Long overdue but worth a post as the topic regularly keeps coming back. First posted at Foreign Policy Transitions.
Since the presidential elections in Egypt a few weeks ago, the new first lady’s choice of headdress has been a constant topic of debate. Naglaa Ali Mahmoud, the wife of president-elect Mohamed Morsi, wears a long, conservative hijab that covers her head and torso. This has opened the door to endless commentary. Some have taken this as inspiration to discuss what her official function should be. Others relentlessly mock her dress (seen as conservative and low-class). Still others indulge in purely islamophobic ruminations about whether a hijabi woman is fit to represent Egypt at international affairs.
That most Egyptian women wear hijab doesn’t seem to factor into those comments. The mockery flared again last week, as charming photos of Mexico’s new young presidential couple, Enrique Peña Nieto and his wife, telenovela star Angélica Rivera, were juxtaposed with those of Egypt’s new first family — and not in favor of the latter.
The most egregious comparison I have seen was sent to me in an email. It included an image titled “From This, to That. No Comment,” and which juxtaposed a rather lousy photograph of Naglaa Ali with one of the late Queen Farida, first wife of Egypt’s last ruling monarch, King Farouk.
This week, Egyptians are marking the 60th anniversary of the military coup on July 23, 1952, that deposed King Farouk. Nostalgia for Royalist Egypt appears to be at a peak. But this longing for an Egypt governed by a foreign dynasty that acted as puppet rulers for the British colonial occupiers is puzzling — especially coming from people who never lived under the Egyptian kingdom.
In the royal era, social polarization reached unprecedented levels: History books refer to the “half-percenters,” the 0.5 percent of the population who were said to control 99.5 percent of the wealth. Farouk was a glutton whose appetite was surpassed only by his appetite for women. So this isn’t just nostalgia — it’s an uninformed rejection of the present.
This rejection, targeting not the political ideas of the new president (with which I personally vehemently disagree) but his wife’s choice of headgear, fails to conceal both islamophobic and classicist discourses. That Naglaa Ali wears the veil may not be as much a problem as is the “style” in she wears it — a style that, let’s say, would not be seen in the upper-middle classes in Egypt.
To her credit, Ms. Ali appears well aware of the challenges regarding her public role. If she creates a large public presence, she will be readily compared to Suzanne Mubarak; if she doesn’t, that will be blamed on her and her husband’s religious beliefs.

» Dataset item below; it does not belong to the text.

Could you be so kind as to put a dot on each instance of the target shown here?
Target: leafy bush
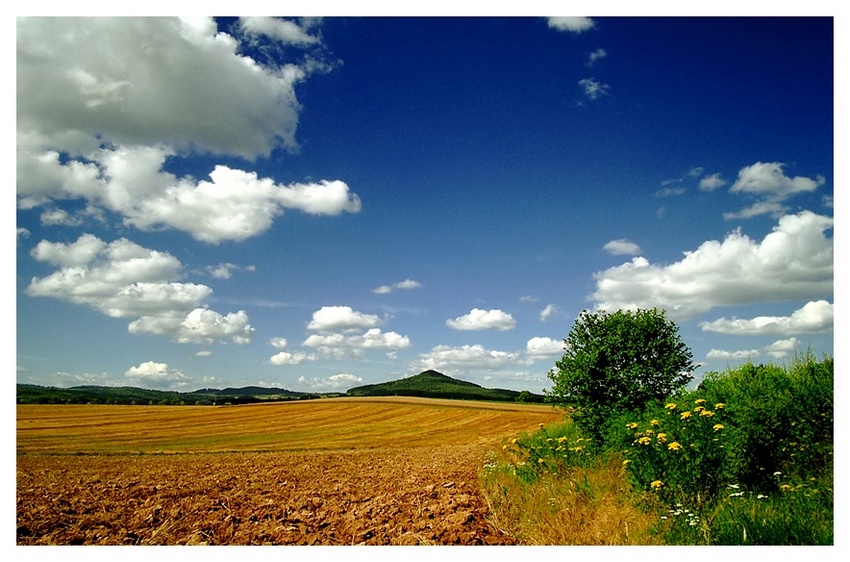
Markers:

A few weeks into her new function, however, she has made herself conspicuous by her absence from President Morsi’s local and international public appearances. Morsi traveled to Saudi Arabia for an umra (a minor pilgrimage) and a meeting with King Abdullah, but she was not in the photographs.
This may not mean much. After all, Mubarak did most of his foreign travel without his wife. She had her own schedule, both domestically and internationally. In effect, then, if the main concern of Ms. Ali’s detractors is Egypt’s image abroad, her behavior so far should allayed their anxieties. Ms. Ali’s own preferences will keep her away from the public eye.
But the fact remains that Ms. Ali’s persona represents Egyptian women more than did her half-Welsh predecessor, Suzanne Mubarak, or the latter’s half-English predecessor, Jehan El-Sadat, and assuredly more than the tiara-wearing former Queen. If you want to judge her, judge her based on her performance in this new assignment — not on her sartorial choices. Pseudo-liberals should know better.